In the course, I focus on core concepts of (Python) programming. I give an introduction to concepts such as variables, functions, conditionals and iterations as well as the respective Python syntax. I also discuss how Python syntax differs from existing programming tools used in the social sciences (esp. R and Stata). Finally, I introduce Python’s package ecosystem, core packages for applications in the social sciences and give a short overview on software (editors, IDEs) for programming with Python. Short code snippets and small programming exercises demonstrate how Python is used for data processing. The course aims at social scientists who are interested in the potential of new (big) data and want to develop a better understanding of programming and its application in the social sciences. It is particularly well suited for those that have some regular experience in R or Stata programming and have previously applied programming concepts such as ‘if’ statements, ‘for’ loops and functions. This two days course cannot teach you (Python) programming at once but will help you to start and motivate you to learn (Python) programming yourself. “I (we) help you to get from A to B so that you can go from B to Z”, as Software Carpentry put it, the granddaddy of teaching skills for scientific computing.

Required literature:
Russell, Matthew A. 2013. Mining the Social Web: Data Mining Facebook, Twitter, LinkedIn, Google+, GitHub, and More. 2nd ed.

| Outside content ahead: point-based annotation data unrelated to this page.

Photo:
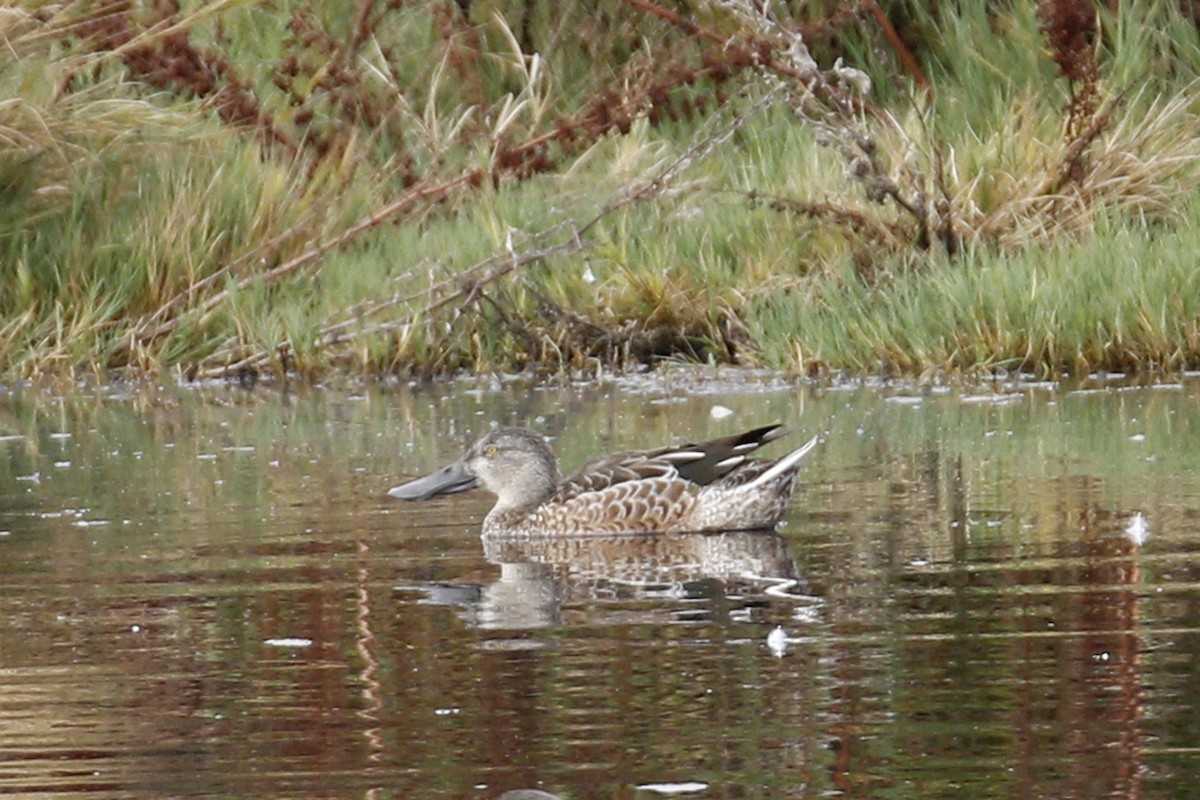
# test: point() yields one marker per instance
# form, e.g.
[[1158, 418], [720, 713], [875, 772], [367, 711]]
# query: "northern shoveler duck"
[[695, 487]]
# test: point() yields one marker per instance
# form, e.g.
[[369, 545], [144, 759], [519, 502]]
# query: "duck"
[[709, 486]]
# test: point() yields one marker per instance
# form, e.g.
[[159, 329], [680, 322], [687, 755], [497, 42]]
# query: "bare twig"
[[559, 239]]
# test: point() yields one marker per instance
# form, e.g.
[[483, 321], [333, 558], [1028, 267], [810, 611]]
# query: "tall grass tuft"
[[232, 188]]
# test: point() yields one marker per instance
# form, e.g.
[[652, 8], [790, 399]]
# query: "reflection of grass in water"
[[145, 229]]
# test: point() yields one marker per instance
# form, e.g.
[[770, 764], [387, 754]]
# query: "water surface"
[[977, 593]]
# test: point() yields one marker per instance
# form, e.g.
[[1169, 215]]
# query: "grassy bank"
[[231, 188]]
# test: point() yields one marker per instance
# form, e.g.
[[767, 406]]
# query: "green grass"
[[143, 227]]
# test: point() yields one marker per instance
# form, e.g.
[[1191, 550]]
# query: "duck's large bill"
[[447, 480]]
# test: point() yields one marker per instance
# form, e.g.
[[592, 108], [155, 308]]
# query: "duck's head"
[[514, 464]]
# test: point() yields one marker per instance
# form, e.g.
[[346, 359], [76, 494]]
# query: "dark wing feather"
[[697, 463]]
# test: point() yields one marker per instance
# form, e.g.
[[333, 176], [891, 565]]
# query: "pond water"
[[976, 594]]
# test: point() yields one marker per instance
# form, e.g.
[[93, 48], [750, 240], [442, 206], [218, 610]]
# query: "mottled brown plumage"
[[707, 486]]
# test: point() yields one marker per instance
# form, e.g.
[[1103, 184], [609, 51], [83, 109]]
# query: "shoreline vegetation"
[[239, 190]]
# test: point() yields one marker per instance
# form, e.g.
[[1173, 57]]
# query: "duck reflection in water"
[[539, 576], [711, 486]]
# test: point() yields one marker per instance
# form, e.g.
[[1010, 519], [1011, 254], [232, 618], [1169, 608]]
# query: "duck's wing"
[[693, 463]]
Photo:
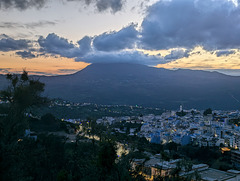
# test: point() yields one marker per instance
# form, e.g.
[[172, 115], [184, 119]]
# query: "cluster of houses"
[[193, 128], [156, 166]]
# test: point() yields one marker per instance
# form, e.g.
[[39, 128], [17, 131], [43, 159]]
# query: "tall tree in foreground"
[[22, 93]]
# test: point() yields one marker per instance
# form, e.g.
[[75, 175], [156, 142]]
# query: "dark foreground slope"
[[138, 84]]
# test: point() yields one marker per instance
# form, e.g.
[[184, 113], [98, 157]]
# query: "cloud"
[[53, 44], [122, 57], [213, 24], [9, 44], [177, 54], [123, 39], [22, 4], [114, 5], [104, 5], [26, 54], [224, 52], [32, 25], [101, 5]]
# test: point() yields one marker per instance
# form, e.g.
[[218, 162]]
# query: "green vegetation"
[[49, 156], [64, 109]]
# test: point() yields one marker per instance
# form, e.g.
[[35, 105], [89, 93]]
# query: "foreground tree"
[[21, 94]]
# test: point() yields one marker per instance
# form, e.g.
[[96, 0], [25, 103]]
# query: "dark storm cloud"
[[56, 45], [21, 4], [26, 54], [224, 52], [103, 5], [177, 54], [188, 23], [9, 44], [124, 56], [125, 38]]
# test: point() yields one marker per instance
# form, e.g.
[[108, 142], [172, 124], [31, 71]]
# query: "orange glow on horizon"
[[39, 66]]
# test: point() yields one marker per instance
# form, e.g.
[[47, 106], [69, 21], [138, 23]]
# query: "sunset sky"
[[50, 37]]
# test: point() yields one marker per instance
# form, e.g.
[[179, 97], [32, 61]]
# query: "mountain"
[[134, 84]]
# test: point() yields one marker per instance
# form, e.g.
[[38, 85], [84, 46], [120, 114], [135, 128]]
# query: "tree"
[[22, 93]]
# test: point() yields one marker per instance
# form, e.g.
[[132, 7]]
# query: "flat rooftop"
[[213, 174]]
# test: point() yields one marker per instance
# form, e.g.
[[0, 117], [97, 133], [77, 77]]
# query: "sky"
[[54, 37]]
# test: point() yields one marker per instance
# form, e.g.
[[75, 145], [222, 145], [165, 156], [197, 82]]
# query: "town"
[[209, 129]]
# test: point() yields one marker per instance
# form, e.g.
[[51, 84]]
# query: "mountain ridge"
[[131, 84]]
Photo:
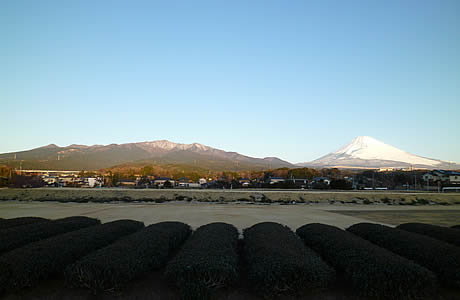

Sebastopol, CA: O’Reilly Media.
Downey, Allen B. 2012. Think Python. Sebastopol, CA: O’Reilly Media. www.greenteapress.com/thinkpython

Students should have been exposed to some type of programming before. This may include working with Stata and R scripts or some other programming language. Ideally, concepts like variable types, loops and functions have been used before in programming activities. Students with no previous knowledge will get a first introduction and a roadmap to self-study (Python) programming in the social science.

Day Topic Details
Friday New (big) data, programming and Python Friday afternoon
Saturday morning Python fundamentals, packages, data formats, APIs Saturday morning
Saturday afternoon Web scraping, text analysis, data presentation Saturday afternoon
Day Readings
Friday Downey (2012) chapters 1-11; get an understanding of the Python language
Saturday morning Russell (2013) chapters 1, 9
Saturday afternoon Russell (2013) chapters 5, 8

Software Requirements

Anaconda (Python 2.7) http://continuum.io/downloads

Literature


Gries, Paul, Jennifer Campbell, and Jason Montojo. 2013. Practical Programming: An Introduction to Computer Science Using Python 3. 2nd ed. Pragmatic Bookshelf.

McKinney, Wes. 2012. Python for Data Analysis: Data Wrangling with Pandas, NumPy, and IPython. Beijing: O’Reilly Media.

Mitchell, Ryan. 2015. Web Scraping with Python: Collecting Data from the Modern Web. Beijing: O’Reilly Media.

O’Neil, Cathy, and Rachel Schutt. 2013. Doing Data Science: Straight Talk from the Frontline. Sebastopol, CA: O’Reilly Media.